Julia foi observar a gravura mais de perto. "Foi aqui que aquele bicho botou o focinho para fora", disse, chutando o lambri logo abaixo do quadro. "Que prédio é esse? Já vi em algum lugar."

"É uma igreja; quer dizer, era. Chamava-se São Clemente dos Dinamarqueses." Lembrou-se do pedaço da quadrinha que o sr. Charrington havia lhe ensinado e acrescentou, meio nostálgico: "Sem casca nem semente, dizem os sinos da São Clemente!".

Para sua perplexidade, Julia completou:

Esses vinténs são pra mim, cantam os sinos da São Martim,

E o culpado, quem é, afinal?, perguntam os sinos do Tribunal...

"Não me lembro mais como continuava. Só sei que terminava assim: Vá para a cama e seja um bom moço, Ou vem a cuca e te corta o pescoço!".

Era como as duas partes de uma contrassenha. Mas devia haver outro verso depois de os sinos do Tribunal... Talvez desse para desencavá-lo da memória do sr. Charrington, se o provocasse com o estímulo adequado.

"Quem lhe ensinou isso?", perguntou Winston.

"Meu avô. Costumava cantar para mim quando eu era pequena. Foi pulverizado quando eu tinha oito anos... Enfim, desapareceu. Eu gostaria de saber o que era um limão", acrescentou, despreocupada. "Laranjas eu já vi. São uma espécie de fruta amarela e redonda, de casca grossa."

"Me lembro dos limões", disse Winston. "Eram muito comuns nos anos 1950. Tão azedos que só de sentir o cheiro a pessoa ficava arrepiada."

"Aposto que está cheio de percevejos atrás desse quadro", disse Julia. "Vou tirá-lo daqui e dar uma boa limpada nele um dia desses. Acho que deve estar na hora de irmos embora. Preciso tirar a maquiagem. Que droga! Depois eu limpo o batom do seu rosto."

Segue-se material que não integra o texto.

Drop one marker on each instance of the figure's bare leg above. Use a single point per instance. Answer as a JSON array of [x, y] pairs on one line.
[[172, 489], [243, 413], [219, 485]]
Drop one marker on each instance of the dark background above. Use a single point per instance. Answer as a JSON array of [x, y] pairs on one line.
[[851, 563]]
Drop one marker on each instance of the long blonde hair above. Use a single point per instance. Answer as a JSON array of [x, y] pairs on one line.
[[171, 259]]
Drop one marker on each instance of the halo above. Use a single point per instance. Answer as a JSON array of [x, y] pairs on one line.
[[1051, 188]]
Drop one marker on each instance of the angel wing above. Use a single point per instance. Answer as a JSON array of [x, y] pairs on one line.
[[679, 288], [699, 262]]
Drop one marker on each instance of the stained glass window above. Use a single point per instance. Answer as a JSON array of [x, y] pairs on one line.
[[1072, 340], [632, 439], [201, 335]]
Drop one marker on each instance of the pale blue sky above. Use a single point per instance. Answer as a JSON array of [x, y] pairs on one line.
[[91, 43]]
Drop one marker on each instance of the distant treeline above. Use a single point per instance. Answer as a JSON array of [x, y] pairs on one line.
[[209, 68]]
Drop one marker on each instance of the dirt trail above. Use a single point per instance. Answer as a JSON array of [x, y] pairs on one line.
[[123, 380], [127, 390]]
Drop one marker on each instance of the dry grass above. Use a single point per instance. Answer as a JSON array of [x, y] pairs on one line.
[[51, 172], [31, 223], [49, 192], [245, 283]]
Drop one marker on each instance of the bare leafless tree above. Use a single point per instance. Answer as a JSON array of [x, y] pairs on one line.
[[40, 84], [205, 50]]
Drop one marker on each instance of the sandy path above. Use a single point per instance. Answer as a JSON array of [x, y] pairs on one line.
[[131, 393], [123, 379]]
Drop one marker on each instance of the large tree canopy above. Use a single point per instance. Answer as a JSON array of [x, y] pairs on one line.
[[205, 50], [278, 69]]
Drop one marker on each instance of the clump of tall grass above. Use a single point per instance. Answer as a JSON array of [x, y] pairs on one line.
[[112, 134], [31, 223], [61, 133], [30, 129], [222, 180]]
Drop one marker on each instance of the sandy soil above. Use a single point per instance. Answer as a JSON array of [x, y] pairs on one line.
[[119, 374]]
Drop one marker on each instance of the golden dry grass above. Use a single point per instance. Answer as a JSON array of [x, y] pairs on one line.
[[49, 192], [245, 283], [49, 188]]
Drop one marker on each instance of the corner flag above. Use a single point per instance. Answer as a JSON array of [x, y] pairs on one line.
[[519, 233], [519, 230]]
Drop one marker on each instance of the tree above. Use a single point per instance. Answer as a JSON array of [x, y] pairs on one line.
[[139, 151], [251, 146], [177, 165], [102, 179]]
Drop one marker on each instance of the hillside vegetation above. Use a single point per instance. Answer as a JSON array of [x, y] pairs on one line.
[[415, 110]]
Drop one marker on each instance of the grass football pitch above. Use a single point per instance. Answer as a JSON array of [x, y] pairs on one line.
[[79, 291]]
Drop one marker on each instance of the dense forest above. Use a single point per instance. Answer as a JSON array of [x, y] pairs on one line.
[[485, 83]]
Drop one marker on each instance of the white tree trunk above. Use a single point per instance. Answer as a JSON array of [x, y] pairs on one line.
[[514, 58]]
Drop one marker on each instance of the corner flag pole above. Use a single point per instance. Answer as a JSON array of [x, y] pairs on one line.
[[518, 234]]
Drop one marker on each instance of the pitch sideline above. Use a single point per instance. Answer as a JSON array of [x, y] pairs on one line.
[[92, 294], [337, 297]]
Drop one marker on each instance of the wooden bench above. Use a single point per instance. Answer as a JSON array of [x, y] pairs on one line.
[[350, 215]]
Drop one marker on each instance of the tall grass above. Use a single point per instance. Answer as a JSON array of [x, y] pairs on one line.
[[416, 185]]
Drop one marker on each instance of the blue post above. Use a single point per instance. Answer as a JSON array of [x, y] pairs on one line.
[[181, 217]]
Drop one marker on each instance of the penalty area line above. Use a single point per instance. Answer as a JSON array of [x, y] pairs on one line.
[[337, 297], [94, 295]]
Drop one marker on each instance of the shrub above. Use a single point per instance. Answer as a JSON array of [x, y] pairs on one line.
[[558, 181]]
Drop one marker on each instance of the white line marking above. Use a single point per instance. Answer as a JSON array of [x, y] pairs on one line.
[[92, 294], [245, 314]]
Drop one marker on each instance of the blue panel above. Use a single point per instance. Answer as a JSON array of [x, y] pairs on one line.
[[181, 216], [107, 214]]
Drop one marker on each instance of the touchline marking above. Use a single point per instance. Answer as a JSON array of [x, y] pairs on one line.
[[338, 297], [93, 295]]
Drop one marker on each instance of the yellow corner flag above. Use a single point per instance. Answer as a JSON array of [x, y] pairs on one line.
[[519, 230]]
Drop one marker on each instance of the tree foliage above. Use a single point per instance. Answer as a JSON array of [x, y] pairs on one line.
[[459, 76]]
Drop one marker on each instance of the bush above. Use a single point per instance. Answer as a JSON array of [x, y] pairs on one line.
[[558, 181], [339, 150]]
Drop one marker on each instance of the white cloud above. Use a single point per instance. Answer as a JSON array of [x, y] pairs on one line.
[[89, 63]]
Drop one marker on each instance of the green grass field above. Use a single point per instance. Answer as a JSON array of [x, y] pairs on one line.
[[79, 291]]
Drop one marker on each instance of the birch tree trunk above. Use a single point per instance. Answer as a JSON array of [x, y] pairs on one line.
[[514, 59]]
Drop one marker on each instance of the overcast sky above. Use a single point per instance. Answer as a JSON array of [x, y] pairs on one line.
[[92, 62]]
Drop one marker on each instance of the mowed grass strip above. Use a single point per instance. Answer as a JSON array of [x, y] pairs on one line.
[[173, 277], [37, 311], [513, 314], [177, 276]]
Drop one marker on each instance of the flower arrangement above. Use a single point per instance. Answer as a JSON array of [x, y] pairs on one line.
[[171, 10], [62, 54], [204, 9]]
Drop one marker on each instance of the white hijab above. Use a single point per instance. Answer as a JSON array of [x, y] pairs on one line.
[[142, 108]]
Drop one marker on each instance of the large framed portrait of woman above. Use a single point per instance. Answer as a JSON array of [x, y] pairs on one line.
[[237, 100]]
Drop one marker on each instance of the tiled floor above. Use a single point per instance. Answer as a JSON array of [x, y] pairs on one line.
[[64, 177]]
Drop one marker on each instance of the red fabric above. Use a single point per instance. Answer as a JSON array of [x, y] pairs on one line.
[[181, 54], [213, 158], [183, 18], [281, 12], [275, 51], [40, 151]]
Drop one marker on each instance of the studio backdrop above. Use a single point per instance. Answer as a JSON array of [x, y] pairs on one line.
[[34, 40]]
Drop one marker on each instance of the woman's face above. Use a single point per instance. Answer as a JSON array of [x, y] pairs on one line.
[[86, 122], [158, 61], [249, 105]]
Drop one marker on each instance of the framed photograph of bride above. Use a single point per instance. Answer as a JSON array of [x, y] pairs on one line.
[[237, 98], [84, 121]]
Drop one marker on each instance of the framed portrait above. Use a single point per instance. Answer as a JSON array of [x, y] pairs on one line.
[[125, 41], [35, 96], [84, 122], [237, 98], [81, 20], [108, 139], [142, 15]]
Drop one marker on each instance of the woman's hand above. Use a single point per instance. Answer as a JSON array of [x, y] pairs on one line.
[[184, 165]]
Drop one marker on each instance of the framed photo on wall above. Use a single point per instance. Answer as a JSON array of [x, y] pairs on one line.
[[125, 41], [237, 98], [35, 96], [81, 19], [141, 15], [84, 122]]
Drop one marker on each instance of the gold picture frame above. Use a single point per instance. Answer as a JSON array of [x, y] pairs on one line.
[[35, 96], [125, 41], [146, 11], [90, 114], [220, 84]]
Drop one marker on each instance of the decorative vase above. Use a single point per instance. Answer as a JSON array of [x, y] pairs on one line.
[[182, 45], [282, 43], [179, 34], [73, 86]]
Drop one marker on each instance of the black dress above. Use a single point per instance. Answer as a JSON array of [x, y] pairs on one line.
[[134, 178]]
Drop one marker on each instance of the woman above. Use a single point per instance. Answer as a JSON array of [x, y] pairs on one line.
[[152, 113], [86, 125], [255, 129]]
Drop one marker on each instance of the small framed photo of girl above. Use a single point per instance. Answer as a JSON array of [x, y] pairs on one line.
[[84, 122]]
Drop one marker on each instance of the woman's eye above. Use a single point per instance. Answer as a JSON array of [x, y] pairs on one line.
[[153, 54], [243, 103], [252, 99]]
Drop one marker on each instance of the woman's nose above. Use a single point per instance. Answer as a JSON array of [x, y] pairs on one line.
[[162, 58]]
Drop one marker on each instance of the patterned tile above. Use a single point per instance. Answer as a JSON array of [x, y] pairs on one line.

Winston permaneceu mais alguns minutos deitado. O quarto estava escurecendo. Virou-se para a luz e ficou admirando o peso de papéis de vidro. A fonte inesgotável de interesse não era o fragmento de coral, mas o próprio interior do vidro. Havia tamanha profundidade ali, e no entanto o vidro era quase tão transparente quanto o ar. Era como se a superfície do vidro fosse o arco do céu, encerrando um mundo minúsculo em sua atmosfera completa. Winston tinha a sensação de que seria capaz de entrar ali e de que na verdade estava ali dentro, ele, a cama de mogno, a mesinha de abas dobráveis, o relógio, a gravura de aço e o próprio peso de papéis. O peso de papéis era o quarto onde ele estava, e o coral era a vida dele e a de Julia, fixadas numa espécie de eternidade no coração do cristal.